How much does one of the upgraded "Enhanced Shield" insurance schemes cost for a healthy 25 or 30 year old? I know when i looked at what Medishield cost it seemed ridiculuosly cheap (the premiums for a whole year for someone my age were less than what my health insurance at work cost for one week) although the maximum annual and lifetime benefit were laughable ($150,000 lifetime benefit IIRC...you could-although it is not too likely-exhaust that in one hospital stay here if it was for something very serious).
Finally, you say it is "not socialized" which is true (since it's not a purely socialized system like Britain's NHS or our Veterans Health Administration) but doesn't the government run some of the hospital groups and polyclinics (I know Singapore has quite a few private clinics and hosptals as well) and subsidize medical care rather heavily for those who use the C-class wards? Didn't this start costing your government too much money since more than a few middle class and even some wealthier people were choosing the C-class wards so now they are means-testing them?
The CPF is typically used to buy people's first house or apartmetns, so most people own their home instead of rent it.
Do they actually own (freehold title in fee simple once the mortgage is paid off) it or is it on a 99-year or 100-year leasehold from the government?
Iisn't it also true that HDB and BTO apartments are unavailable (execpt in special circumstances or by a very limited lottery scheme) to single childless adults so they are forced to pay market prices for housing (which have soared with the last ten years' property bubble and with Singapore''s population growth due to the huge influx or Permanent Residents) since the Singapore government wants to encourage people to breed more children since the population replacement fertility rate is among the lowest in the world?
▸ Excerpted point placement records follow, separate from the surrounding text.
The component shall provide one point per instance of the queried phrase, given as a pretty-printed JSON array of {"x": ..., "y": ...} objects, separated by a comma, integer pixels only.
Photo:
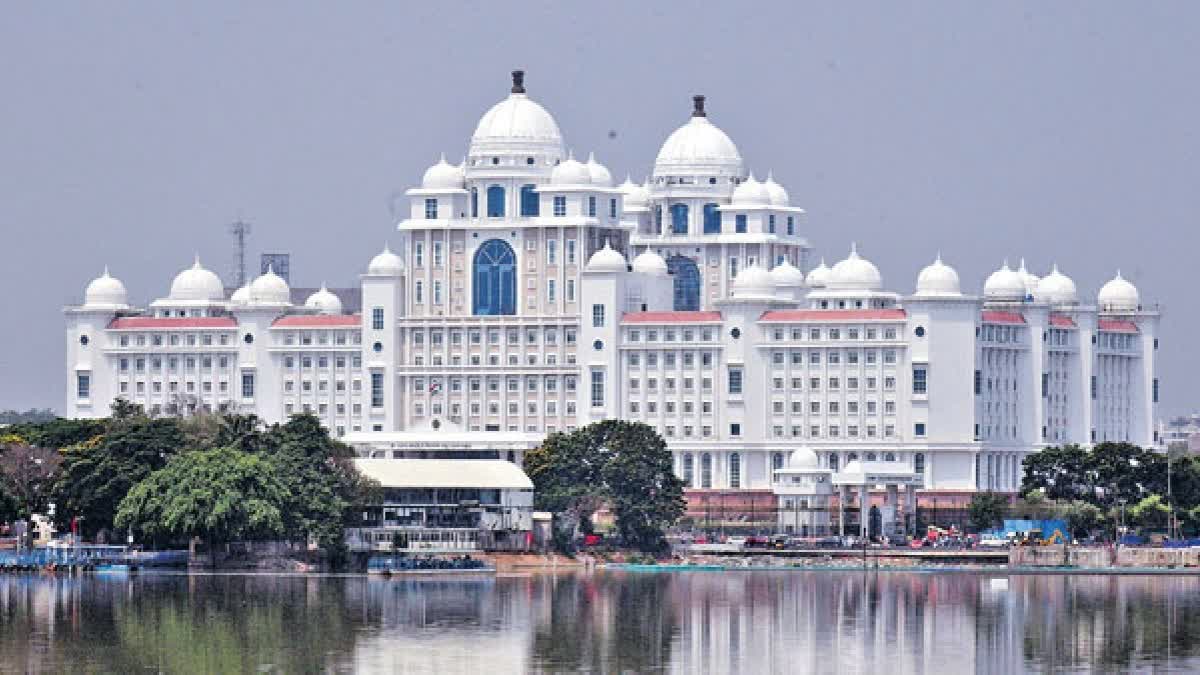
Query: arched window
[
  {"x": 495, "y": 201},
  {"x": 679, "y": 219},
  {"x": 528, "y": 201},
  {"x": 687, "y": 282},
  {"x": 495, "y": 288},
  {"x": 712, "y": 220}
]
Finally (and this isn't related to housing or CPF or healthcare or anything else in your post but I wanted to ask a Singaporean about this)...why does your nation still use conscription to man its army? To most in the United States the very idea of forced military or public service is thoroughly loathsome and right up there with slavery. I would imagine a country as free-market oriented as Singapore would have taken Milton Friedman's advice (I'm pretty sure you know who he was but if not he was a famous economist, vociferous defender of the free market and voluntary exchange instead of government controls, and the intellectual father of the all-volunteer military in the United States) and created a national defense force composed of willing volunteers rather than slaves (anyone who is forced to serve under penalty of caning and prison is no freer than a slave in my opinion). Why has this not been done yet? Would it cost that much more to pay market wages to soldiers when a country can afford to pay its government ministers millions a year?